2. Open-Sourcing Plan
2.1 Swappable Inference Endpoint
Skillspector's LLM inference is built on LangChain's ChatOpenAI, which
speaks the OpenAI Chat Completions API. The base URL is configured via
INFERENCE_API_BASE_URL in constants.py and can be overridden per call
through get_chat_model(base_url=...) in llm_utils.py.
Any provider that implements the OpenAI completions schema works as a drop-in replacement:
| Provider | Configuration |
|---|---|
| OpenAI | INFERENCE_API_BASE_URL=https://api.openai.com/v1 |
| Azure OpenAI | Set the Azure endpoint as INFERENCE_API_BASE_URL |
| vLLM | INFERENCE_API_BASE_URL=http://localhost:8000/v1 |
| Ollama | INFERENCE_API_BASE_URL=http://localhost:11434/v1 |
| LiteLLM proxy | INFERENCE_API_BASE_URL=http://localhost:4000/v1 |
No code changes are required — only the environment variable (or a one-line constant update) needs to change.

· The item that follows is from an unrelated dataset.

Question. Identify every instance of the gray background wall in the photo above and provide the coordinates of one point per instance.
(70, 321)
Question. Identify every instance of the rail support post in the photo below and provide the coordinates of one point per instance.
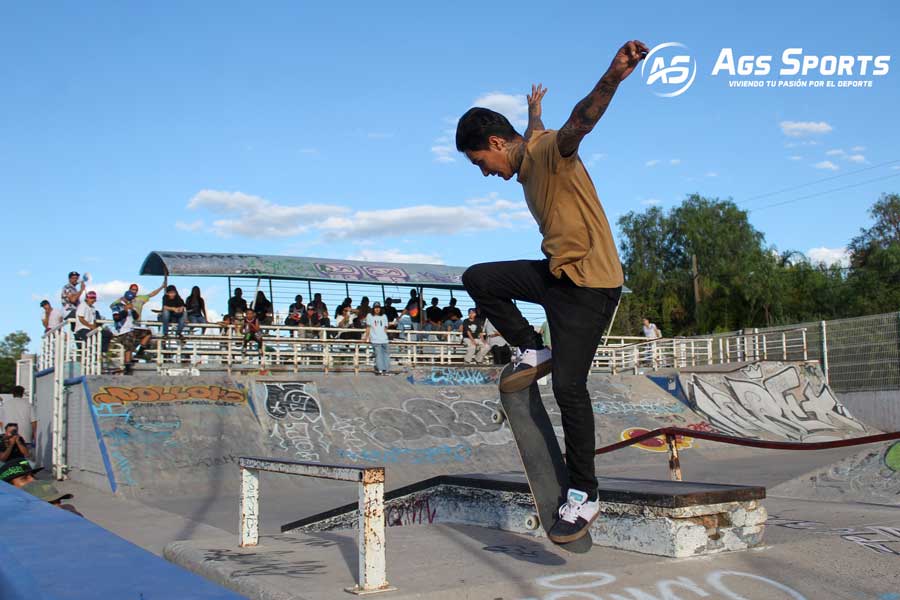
(674, 462)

2.2 Manual Specification of model_registry.yaml
For environments without access to the NVIDIA Inference Hub metadata API (i.e. most open-source deployments), model token limits are provided through a YAML registry file.
The registry is not bundled inside the pip package — since the tool is designed to work with any OpenAI-compatible provider, the specific models and their limits depend entirely on the user's environment.
Reference file — A pre-populated model_registry.yaml is included at
the repository root as a starting point. Copy it, edit the models to match
your environment, and point the env var at it.
File format:
models:
"my-provider/model-name":
context_length: 128000 # total context window in tokens (required)
max_output_tokens: 16384 # model's max output cap (optional)
context_lengthis required — the total context window in tokens.max_output_tokensis optional — when present,get_max_output_tokens()returns the smaller of the percentage-based budget (25 % of context) and this explicit cap.
Activation — Set the SKILLSPECTOR_MODEL_REGISTRY environment
variable to point at your registry file:
export SKILLSPECTOR_MODEL_REGISTRY=./model_registry.yaml
When this env var is unset, Layer 2 is inactive and resolution falls through to the 128k default for any model not found via the metadata API.